When things get blurry, twisted or faded, current computer algorithms try and figure out what those characters are and fail miserably. It just can’t figure out what those characters are.
You and I, on the other hand, can.
So when we get the answer correct where a computer couldn’t possibly it “proves” we’re human.
As computer technology advances, techniques will I’m sure be developed that will allow the computer to correctly interpret today’s CAPTCHA’s. What happens then I don’t know.
A couple of random notes on CAPTCHA’s:
One way that they’re often defeated is to hire real live humans – often cheaply, overseas.
Another way that some are bypassed is by exploiting weaknesses in a particular implementation. For example, if one type of CAPTCHA always selects from one of 100 different scrambled words, then one need only have a real human interpret each one once, and then simply let the computer compare pictures – something it is good at.
My favorite CAPTCHA, when I use one, is reCAPTCHA, which presents two words in random order: one of which is a real test, the other is a word that is part of a book digitization project. (Their about page has not only a good overview of CAPTCHA, but also how they’re using it in reCAPTCHA.)
CAPTCHAs can have problems – specifically for people with poor or no eyesight. In most cases, an audible CAPTCHA equivalent is made available where you type in what you hear spoken.
Even in normal cases, as you’re seeing, sometimes CAPTCHAs are too hard, too blurry, or too unreadable even for humans. Fortunately, most also include some kind of “show me something else” alternative.
But unfortunately, the bottom line is that the blurriness, and the difficulty is indeed the point.
And CAPTCHAs or something much like them will be around for quite some time – probably as long as there are spammers and those who would do other malicious things en masse, given the opportunity to automate the process.
4 comments on “Why are those "retype the word" tests so twisted, faded and blurred?”
“In most cases an audible CAPTCHA equivalent is made available where you type in what you hear spoken.”
I’ve tried this option a few times but the result is usually even less comprehensible than the visual.
Sometimes I just give up.
I’ve heard that “the bad guys” can use even cheaper human labor to bypass CAPTCHA tests — free use of spam victims.
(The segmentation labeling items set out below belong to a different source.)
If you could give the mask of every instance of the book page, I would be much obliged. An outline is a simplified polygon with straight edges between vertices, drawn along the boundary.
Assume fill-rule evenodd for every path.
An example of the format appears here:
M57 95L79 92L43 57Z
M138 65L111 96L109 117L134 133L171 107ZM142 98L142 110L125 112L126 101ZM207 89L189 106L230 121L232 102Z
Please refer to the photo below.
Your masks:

They grab the CAPTCHA image, and display it to a human who clicks on their spam link. (As if the CAPTCHA image were theirs.) The victim then decodes the image, and “the bad guy”‘s scripts then pass that on to the target computer.
Voila! Bad guy’s scripts now bypass the CAPTCHA test.
I like those twisty letters and numbers.
Maybe thay should include a few upside down alphanumericals.
Figure that out if you’re not human.
Just a correction on how Recaptcha works: both words are from scanned books. One of them has already been verified. So, “If they solve the one for which the answer is known, the system assumes their answer is correct for the new one. The system then gives the new image to a number of other people to determine, with higher confidence, whether the original answer was correct.”
And that’s how you are contributing to OCR antique books and and old editions of the New York Times ;)